Valor: Economistas de perfil liberal, como Afonso Celso Pastore e Eduardo Loyo, têm defendido a aceleração da queda dos juros, mas o Banco Central resiste ao optar por caminho mais cauteloso. Como vê isso?

Mesquita: Quando o Copom começou com corte 25 pontos básicos, era a decisão correta naquela ocasião. Depois, mesmo que o Copom tenha sinalizado que havia risco grande de continuar no ritmo de 25, a nossa visão era que aceleraria para 50 por causa da decepção com a atividade e, mais importante, o que isso implica para a perspectiva de inflação, que é o norte, sempre, do BC. O problema é que, no meio do caminho, houve a surpresa eleitoral nos EUA, aumentou a volatilidade no mercado, especialmente cambial.
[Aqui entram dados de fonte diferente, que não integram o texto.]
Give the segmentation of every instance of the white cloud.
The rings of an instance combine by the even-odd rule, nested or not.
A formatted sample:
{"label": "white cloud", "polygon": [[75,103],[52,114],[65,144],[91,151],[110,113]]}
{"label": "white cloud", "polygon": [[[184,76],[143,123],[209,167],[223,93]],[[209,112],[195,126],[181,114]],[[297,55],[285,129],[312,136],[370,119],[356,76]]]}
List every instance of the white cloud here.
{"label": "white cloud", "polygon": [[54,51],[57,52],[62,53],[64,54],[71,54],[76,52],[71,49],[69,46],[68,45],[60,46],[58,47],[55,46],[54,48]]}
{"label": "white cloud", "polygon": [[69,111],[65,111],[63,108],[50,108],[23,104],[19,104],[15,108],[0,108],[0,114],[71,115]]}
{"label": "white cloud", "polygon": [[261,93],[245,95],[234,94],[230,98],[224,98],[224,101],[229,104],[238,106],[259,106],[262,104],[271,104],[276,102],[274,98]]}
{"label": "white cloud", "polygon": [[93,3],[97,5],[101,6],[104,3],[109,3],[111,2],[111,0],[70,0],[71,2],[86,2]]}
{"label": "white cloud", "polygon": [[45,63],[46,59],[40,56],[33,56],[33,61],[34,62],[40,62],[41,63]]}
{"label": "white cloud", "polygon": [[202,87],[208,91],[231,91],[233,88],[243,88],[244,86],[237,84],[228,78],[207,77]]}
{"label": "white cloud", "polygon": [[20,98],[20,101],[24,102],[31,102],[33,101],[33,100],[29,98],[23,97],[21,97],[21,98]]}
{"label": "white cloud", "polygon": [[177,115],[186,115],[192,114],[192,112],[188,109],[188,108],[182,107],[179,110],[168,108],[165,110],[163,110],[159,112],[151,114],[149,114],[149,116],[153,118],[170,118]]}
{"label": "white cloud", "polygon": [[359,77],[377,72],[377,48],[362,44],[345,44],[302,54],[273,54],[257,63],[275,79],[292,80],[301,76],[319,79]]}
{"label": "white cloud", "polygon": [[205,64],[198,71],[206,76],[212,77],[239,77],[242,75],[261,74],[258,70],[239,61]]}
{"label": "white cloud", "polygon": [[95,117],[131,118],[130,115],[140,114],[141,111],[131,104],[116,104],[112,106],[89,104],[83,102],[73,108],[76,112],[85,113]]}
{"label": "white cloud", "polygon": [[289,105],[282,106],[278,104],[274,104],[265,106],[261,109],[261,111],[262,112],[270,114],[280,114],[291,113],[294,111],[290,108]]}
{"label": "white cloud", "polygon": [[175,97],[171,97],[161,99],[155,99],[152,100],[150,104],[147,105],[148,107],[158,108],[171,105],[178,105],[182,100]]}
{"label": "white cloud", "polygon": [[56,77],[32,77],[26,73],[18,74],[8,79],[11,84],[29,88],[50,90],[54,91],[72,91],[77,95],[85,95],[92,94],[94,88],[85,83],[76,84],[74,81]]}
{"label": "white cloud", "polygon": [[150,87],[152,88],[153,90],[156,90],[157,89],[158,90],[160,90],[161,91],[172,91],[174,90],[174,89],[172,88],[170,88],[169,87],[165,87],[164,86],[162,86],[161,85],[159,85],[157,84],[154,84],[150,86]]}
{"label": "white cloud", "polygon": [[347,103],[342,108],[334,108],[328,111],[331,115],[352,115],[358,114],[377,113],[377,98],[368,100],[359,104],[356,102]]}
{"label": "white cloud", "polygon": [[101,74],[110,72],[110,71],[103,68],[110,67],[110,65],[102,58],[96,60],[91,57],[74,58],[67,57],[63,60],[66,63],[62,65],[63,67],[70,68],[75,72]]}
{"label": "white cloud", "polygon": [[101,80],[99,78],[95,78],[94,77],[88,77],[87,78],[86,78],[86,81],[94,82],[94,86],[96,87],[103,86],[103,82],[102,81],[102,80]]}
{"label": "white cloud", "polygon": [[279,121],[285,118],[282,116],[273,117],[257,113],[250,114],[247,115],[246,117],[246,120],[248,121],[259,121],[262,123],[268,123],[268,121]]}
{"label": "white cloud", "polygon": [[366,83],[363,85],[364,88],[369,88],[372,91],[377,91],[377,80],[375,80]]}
O Banco Central, que estava reduzindo a posição dos swaps cambiais, teve que atuar na outra ponta, e esses desenvolvimentos nos convenceram de que de fato continuaria a cortar no ritmo de 25. Foi o que acabaram fazendo. Foi a decisão correta com as informações que tinham disponíveis naquele momento. O trabalho que eles fizeram até agora foi extremamente bem conduzido e exitoso, no sentido de ancorar as expectativas.

Valor: Qual é o peso que o senhor atribui hoje à crise política no cenário de incerteza?

Mesquita: Muito difícil fazer um vaticínio sobre o desenvolvimento da Lava-Jato, suas repercussões políticas etc. Mas as consultorias políticas atribuem probabilidade bem alta de o governo concluir o mandato. Agora, isso não tem nada a ver com a política monetária.

Valor: Mas não afeta, não é um elemento de incerteza?

Mesquita: À medida que a crise política contribua para retrair os gastos de consumo e/ou investimento, isso vai influenciar o cenário macro. Agora, o que não pode acontecer e não vai acontecer com esse Banco Central é a preocupação com o entorno político afetar o processo de deliberação. Porque aí é o caminho para dar errado.